Гоголь изобличил нашу напоказ выставляемую, так сказать, официальную действительность, Островский подымает покровы с нашей таинственной, внутренней, бытовой жизни, показывает главную пружину, на которой основана ее многосложная машина, – самодурство; сам дает даже это слово для определения своего бесценного Кита Китыча…
Что же?
Ужель загадку разрешили,
Ужели слово найдено?
то слово, которое непременно несет с собою и в себе Островский, как всякий истинно замечательный, истинно народный писатель?
Ежели так, то найденное слово не должно бояться никакой поверки, тем более поверки жизнью. Ежели оно правильно, то всякую поверку выдержит. Ежели оно правильно, то из-под его широкой рамки не должны выбиваться никакие черты того мира, к которому оно служит ключом. Иначе – оно или вовсе неверно, или верно только наполовину: к одним явлениям подходит, к другим не подходит.
Позволяю себе предложить разом все недоумения и вопросы, возникающие из приложения слова к явлениям, – шаг за шагом, драма за драмою.
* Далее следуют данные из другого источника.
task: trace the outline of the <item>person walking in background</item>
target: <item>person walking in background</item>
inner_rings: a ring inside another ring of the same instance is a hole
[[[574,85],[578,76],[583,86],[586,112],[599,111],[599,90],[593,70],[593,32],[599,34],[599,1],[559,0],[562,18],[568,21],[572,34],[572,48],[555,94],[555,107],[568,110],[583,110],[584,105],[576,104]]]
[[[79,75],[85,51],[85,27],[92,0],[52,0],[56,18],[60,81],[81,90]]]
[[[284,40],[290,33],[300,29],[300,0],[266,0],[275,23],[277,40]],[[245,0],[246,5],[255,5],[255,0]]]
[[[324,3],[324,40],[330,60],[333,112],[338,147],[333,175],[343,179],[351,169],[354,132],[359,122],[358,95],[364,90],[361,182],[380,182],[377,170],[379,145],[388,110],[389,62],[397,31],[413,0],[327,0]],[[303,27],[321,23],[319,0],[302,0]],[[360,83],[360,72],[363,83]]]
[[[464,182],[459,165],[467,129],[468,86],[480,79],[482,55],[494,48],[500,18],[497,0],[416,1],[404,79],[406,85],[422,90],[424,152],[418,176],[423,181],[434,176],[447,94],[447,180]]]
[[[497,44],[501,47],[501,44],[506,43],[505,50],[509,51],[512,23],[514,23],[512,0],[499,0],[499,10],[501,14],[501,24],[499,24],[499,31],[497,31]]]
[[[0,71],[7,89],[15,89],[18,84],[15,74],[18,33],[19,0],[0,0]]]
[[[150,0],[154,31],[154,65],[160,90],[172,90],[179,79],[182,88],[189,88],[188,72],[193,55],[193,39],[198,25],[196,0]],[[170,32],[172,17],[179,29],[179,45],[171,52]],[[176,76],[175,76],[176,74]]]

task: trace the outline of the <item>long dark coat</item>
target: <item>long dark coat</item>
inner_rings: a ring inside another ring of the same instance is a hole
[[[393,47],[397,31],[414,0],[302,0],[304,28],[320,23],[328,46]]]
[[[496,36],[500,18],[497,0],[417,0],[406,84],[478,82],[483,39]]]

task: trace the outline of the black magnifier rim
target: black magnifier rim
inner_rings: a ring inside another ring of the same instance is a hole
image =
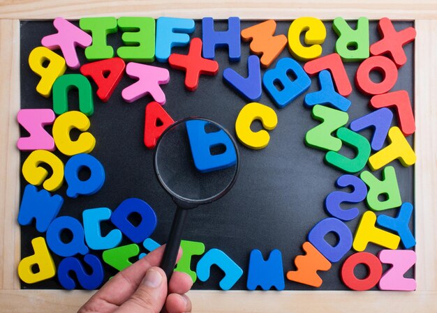
[[[162,179],[162,177],[161,174],[159,174],[159,171],[158,170],[158,166],[157,166],[158,165],[158,160],[157,160],[158,159],[158,150],[159,148],[159,144],[161,144],[163,138],[165,137],[165,135],[168,132],[170,132],[172,128],[177,127],[177,125],[182,124],[182,123],[185,123],[188,121],[193,121],[193,120],[205,121],[206,122],[211,123],[212,124],[216,125],[218,128],[224,130],[225,132],[228,135],[228,136],[230,138],[232,142],[232,144],[234,145],[234,147],[235,148],[235,153],[237,155],[237,165],[236,165],[237,169],[235,170],[235,173],[234,174],[234,177],[231,180],[231,181],[229,183],[229,184],[221,192],[218,193],[217,194],[213,197],[210,197],[209,198],[202,199],[188,199],[188,198],[182,197],[180,194],[178,194],[174,192],[171,190],[171,188],[168,188],[168,186],[165,184],[165,182]],[[177,121],[176,122],[173,123],[172,125],[168,126],[165,129],[165,130],[163,132],[159,139],[158,139],[158,142],[156,143],[156,146],[154,151],[153,158],[154,158],[154,169],[155,171],[155,175],[156,176],[156,178],[158,178],[158,181],[159,181],[159,183],[163,187],[163,188],[164,188],[164,190],[167,192],[167,193],[168,193],[172,197],[172,198],[173,199],[173,201],[175,203],[177,203],[178,206],[183,207],[184,208],[193,208],[202,204],[211,203],[222,197],[226,193],[228,193],[228,192],[232,188],[232,186],[235,183],[235,181],[237,181],[237,177],[238,176],[238,173],[239,171],[240,156],[239,156],[239,151],[238,150],[238,146],[237,146],[237,142],[235,142],[235,139],[230,135],[230,133],[226,128],[225,128],[224,127],[218,124],[217,122],[215,122],[209,119],[206,119],[203,117],[198,117],[198,116],[187,117],[187,118]]]

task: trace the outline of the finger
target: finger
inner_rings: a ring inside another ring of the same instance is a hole
[[[165,245],[152,251],[131,266],[118,273],[88,300],[84,307],[101,307],[109,305],[121,305],[135,292],[151,266],[157,266],[164,252]],[[182,249],[177,259],[182,255]]]
[[[185,273],[175,272],[168,284],[169,293],[186,293],[191,289],[193,280]]]
[[[185,294],[170,293],[165,301],[168,313],[184,313],[191,312],[191,300]]]
[[[137,290],[115,312],[158,313],[164,306],[166,298],[165,273],[161,268],[154,266],[147,270]]]

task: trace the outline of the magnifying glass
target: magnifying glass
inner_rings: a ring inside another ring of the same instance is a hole
[[[223,126],[207,119],[188,118],[163,132],[154,165],[158,181],[177,208],[161,264],[170,280],[188,210],[217,200],[232,188],[238,176],[239,153]]]

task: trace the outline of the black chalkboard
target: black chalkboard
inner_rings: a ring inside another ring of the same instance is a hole
[[[277,22],[276,33],[286,35],[291,22]],[[258,22],[242,21],[242,29],[256,23]],[[337,36],[332,29],[332,22],[324,23],[327,34],[323,47],[323,55],[326,55],[334,52]],[[350,22],[353,26],[355,23],[355,21]],[[411,22],[396,22],[394,24],[397,30],[413,26]],[[225,30],[227,22],[216,21],[215,25],[216,30]],[[377,21],[371,22],[369,27],[371,44],[380,39]],[[30,70],[27,59],[30,52],[40,45],[41,38],[54,33],[56,30],[52,21],[22,21],[20,30],[21,107],[52,108],[52,98],[44,98],[36,92],[39,77]],[[195,31],[191,38],[201,36],[201,22],[197,21]],[[109,44],[114,47],[121,45],[120,32],[110,34],[108,39]],[[408,61],[399,68],[399,79],[393,89],[406,90],[413,103],[413,44],[404,47]],[[83,49],[77,49],[77,51],[81,64],[86,63]],[[173,49],[173,52],[182,54],[186,54],[187,51],[186,47]],[[167,63],[156,62],[156,65],[168,68],[170,72],[170,83],[162,85],[167,98],[165,110],[175,120],[189,116],[213,119],[235,135],[235,120],[247,102],[223,83],[223,71],[230,67],[245,75],[246,60],[249,52],[249,43],[242,43],[241,61],[230,62],[227,49],[218,49],[216,52],[216,60],[220,66],[218,74],[216,76],[202,76],[199,87],[194,92],[185,89],[183,72],[171,69]],[[290,56],[289,52],[285,49],[278,59]],[[359,63],[356,62],[345,63],[354,89],[348,98],[352,101],[348,112],[349,122],[370,112],[368,107],[369,97],[359,93],[354,84],[358,65]],[[273,66],[274,63],[271,68]],[[264,71],[262,70],[262,72]],[[67,72],[73,72],[68,70]],[[166,241],[168,234],[175,204],[158,183],[153,170],[152,151],[146,148],[143,144],[145,108],[152,99],[147,96],[129,104],[121,98],[121,90],[133,82],[133,79],[125,75],[107,103],[101,102],[94,95],[94,113],[90,118],[91,125],[89,131],[95,136],[97,143],[91,154],[105,167],[106,181],[97,194],[77,199],[66,197],[66,187],[62,187],[56,192],[64,197],[64,204],[59,215],[71,215],[82,222],[84,209],[103,206],[114,210],[123,200],[138,197],[146,201],[156,211],[158,222],[151,238],[162,243]],[[96,86],[93,84],[93,87],[95,89]],[[307,92],[316,91],[318,88],[317,78],[314,77]],[[75,103],[77,95],[71,93],[71,103]],[[336,190],[334,183],[343,173],[324,163],[324,152],[310,148],[304,144],[306,132],[319,123],[311,118],[311,110],[304,107],[304,96],[301,96],[280,109],[263,91],[258,102],[273,108],[279,119],[277,127],[269,132],[271,140],[268,146],[254,151],[239,144],[242,162],[239,176],[234,188],[219,201],[189,213],[189,223],[186,225],[184,239],[204,243],[206,251],[212,248],[223,250],[243,269],[242,277],[232,289],[246,289],[249,256],[253,249],[260,250],[265,257],[271,250],[279,249],[282,253],[284,274],[288,270],[295,270],[294,259],[302,254],[301,246],[306,241],[308,232],[318,222],[328,216],[323,207],[325,198]],[[71,105],[70,109],[78,108],[73,105]],[[394,123],[396,123],[395,119]],[[260,125],[255,123],[253,127],[256,128]],[[371,135],[370,131],[361,133],[367,138]],[[27,135],[22,128],[21,135]],[[413,145],[413,136],[410,136],[408,139]],[[345,153],[348,153],[346,150]],[[56,154],[66,162],[68,158],[59,151]],[[22,165],[28,155],[29,153],[21,153]],[[397,161],[391,165],[396,169],[403,201],[414,204],[414,167],[405,168]],[[380,172],[377,171],[376,175],[378,176]],[[22,196],[27,182],[22,175],[20,175]],[[361,213],[366,210],[364,203],[359,204],[358,207]],[[394,215],[393,211],[389,210],[384,214]],[[353,234],[358,220],[355,218],[346,222]],[[412,220],[411,229],[413,222]],[[103,229],[111,229],[109,223],[103,223]],[[22,256],[24,257],[33,254],[31,240],[41,234],[36,231],[34,225],[22,227],[21,234]],[[129,242],[124,238],[123,243]],[[375,254],[379,250],[380,248],[369,245],[366,251]],[[333,264],[329,271],[319,272],[323,280],[320,289],[347,289],[340,280],[339,270],[344,259],[353,252],[350,251],[341,261]],[[101,251],[91,253],[101,257]],[[56,255],[53,257],[55,263],[59,264],[60,258]],[[195,268],[198,259],[199,257],[193,258],[192,268]],[[106,279],[116,273],[110,266],[105,264],[104,266]],[[360,267],[357,269],[364,270]],[[413,277],[413,270],[410,270],[407,275]],[[198,280],[193,289],[218,289],[218,282],[221,277],[220,270],[213,268],[210,279],[205,283]],[[61,289],[61,287],[55,277],[34,284],[22,282],[22,288]],[[286,289],[315,289],[286,279]]]

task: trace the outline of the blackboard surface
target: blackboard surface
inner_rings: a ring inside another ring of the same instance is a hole
[[[286,35],[291,22],[278,21],[276,34]],[[244,29],[257,23],[242,21],[241,27]],[[334,52],[337,36],[332,29],[332,22],[324,23],[327,38],[323,45],[323,55],[326,55]],[[355,26],[355,22],[350,24]],[[396,22],[394,24],[397,30],[413,26],[410,22]],[[227,22],[216,21],[215,27],[216,30],[225,30]],[[369,29],[371,44],[380,38],[377,22],[371,22]],[[39,77],[29,68],[27,59],[30,52],[40,45],[41,38],[54,33],[56,30],[52,21],[23,21],[20,31],[21,107],[52,108],[52,98],[44,98],[35,91]],[[194,37],[202,37],[199,21],[196,21],[195,31],[191,35],[191,38]],[[121,33],[110,34],[108,43],[114,47],[121,46]],[[414,103],[413,48],[413,44],[404,47],[408,61],[399,68],[398,81],[392,89],[406,90],[412,103]],[[77,50],[81,64],[86,63],[83,50]],[[187,51],[186,47],[173,49],[174,52],[182,54],[186,54]],[[165,110],[175,120],[189,116],[213,119],[235,135],[235,120],[247,102],[223,83],[223,71],[230,67],[245,75],[247,70],[246,60],[249,52],[249,43],[242,43],[241,61],[230,62],[227,49],[216,50],[216,60],[220,66],[218,74],[213,77],[202,76],[199,87],[194,92],[185,89],[183,72],[171,69],[168,63],[154,63],[153,65],[168,68],[170,72],[169,84],[161,86],[167,98]],[[287,49],[276,61],[281,57],[290,57]],[[276,61],[270,68],[274,66]],[[354,84],[358,65],[359,63],[345,63],[353,88],[353,93],[348,97],[352,102],[348,111],[349,123],[371,112],[368,106],[369,97],[358,92]],[[68,70],[67,72],[73,72]],[[316,77],[311,79],[311,86],[306,93],[318,90]],[[133,79],[125,75],[106,103],[101,102],[94,95],[94,113],[90,118],[91,125],[89,131],[94,135],[97,143],[91,154],[105,167],[106,181],[102,189],[90,197],[71,199],[66,196],[65,186],[57,190],[56,193],[64,198],[64,204],[59,215],[71,215],[82,222],[82,212],[84,209],[108,207],[114,210],[127,198],[140,198],[156,213],[158,227],[151,238],[163,243],[166,241],[170,229],[175,204],[157,182],[153,170],[152,151],[146,148],[143,144],[145,108],[152,99],[147,96],[128,104],[121,98],[121,90],[133,82]],[[94,83],[91,84],[95,90],[96,86]],[[77,105],[74,105],[77,103],[77,95],[71,93],[70,103],[73,105],[69,109],[78,109]],[[242,163],[239,176],[233,189],[218,201],[189,213],[184,239],[204,243],[206,251],[212,248],[223,250],[243,269],[243,275],[232,289],[246,289],[249,256],[253,249],[260,250],[265,258],[271,250],[279,249],[282,253],[284,273],[295,270],[294,259],[303,254],[301,246],[306,241],[308,232],[318,222],[328,217],[323,206],[325,198],[337,190],[335,181],[343,173],[324,163],[324,152],[311,148],[304,144],[306,132],[318,124],[311,118],[311,110],[304,107],[304,94],[284,108],[278,109],[263,91],[258,102],[273,108],[279,120],[276,128],[269,132],[271,139],[268,146],[254,151],[239,144]],[[394,119],[394,123],[396,119]],[[260,126],[255,122],[253,127],[257,129]],[[20,131],[22,136],[27,135],[22,128]],[[361,134],[368,139],[371,135],[369,131]],[[410,136],[408,140],[410,144],[413,144],[413,136]],[[345,155],[348,152],[343,148],[341,151],[344,151]],[[55,154],[64,162],[68,160],[59,151]],[[28,155],[29,153],[21,153],[22,165]],[[396,169],[402,201],[414,204],[414,167],[405,168],[397,161],[390,165]],[[380,170],[374,174],[380,177]],[[27,182],[21,175],[22,196],[26,185]],[[364,203],[354,206],[357,206],[361,213],[367,210]],[[383,213],[393,216],[396,211],[388,210]],[[357,217],[346,222],[353,234],[355,234],[358,221],[359,217]],[[412,219],[410,229],[413,229],[413,223]],[[105,235],[112,227],[109,223],[103,223],[103,234]],[[22,257],[24,257],[33,254],[31,240],[41,234],[35,229],[34,225],[22,227],[21,233]],[[129,241],[124,238],[122,244],[128,243]],[[366,250],[373,254],[379,250],[380,247],[373,245],[369,245]],[[143,250],[143,252],[146,251]],[[340,280],[339,271],[343,261],[353,252],[351,250],[340,261],[333,264],[329,271],[319,272],[323,284],[318,289],[347,289]],[[92,251],[91,253],[101,257],[101,251]],[[53,257],[55,263],[59,264],[61,258],[54,254]],[[195,268],[198,259],[199,257],[193,257],[193,269]],[[110,266],[103,265],[106,279],[116,273]],[[364,270],[358,266],[357,270],[363,272]],[[221,270],[213,267],[209,280],[206,282],[198,280],[193,289],[218,289],[218,282],[222,276]],[[413,270],[410,270],[406,277],[413,277]],[[54,278],[33,284],[22,282],[22,288],[60,289],[61,287]],[[286,279],[286,289],[315,289]]]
1) Что правильное, народное сочувствие, нравственное и гражданское, в «Семейной картине» не на стороне протестанток Матрены Савишны и Марьи Антиповны – это, я полагаю, несомненно, хотя из несочувствия к ним нравственного народного сознания не следует сочувствия к самодурству Антипа Антипыча Пузатова и его матери, к ханжеству и гнусности Ширялова. Но – как изображено самодурство Антипа Антипыча: с злым ли юмором сатирика или с наивной правдою народного поэта – это еще вопрос.
2) «Свои люди – сочтемся» – прежде всего картина общества, отражение целого мира, в котором проглядывают многоразличные органические начала, а не одно самодурство. Что человеческое сожаление и сочувствие остается по ходу драмы за самодурами, а не за протестантами – это даже и не вопрос, хотя, с другой стороны, – не вопрос же и то, что Островский не поставлял себе задачею возбуждения такого сочувствия. Нет! он только не был сатириком, а был объективным поэтом.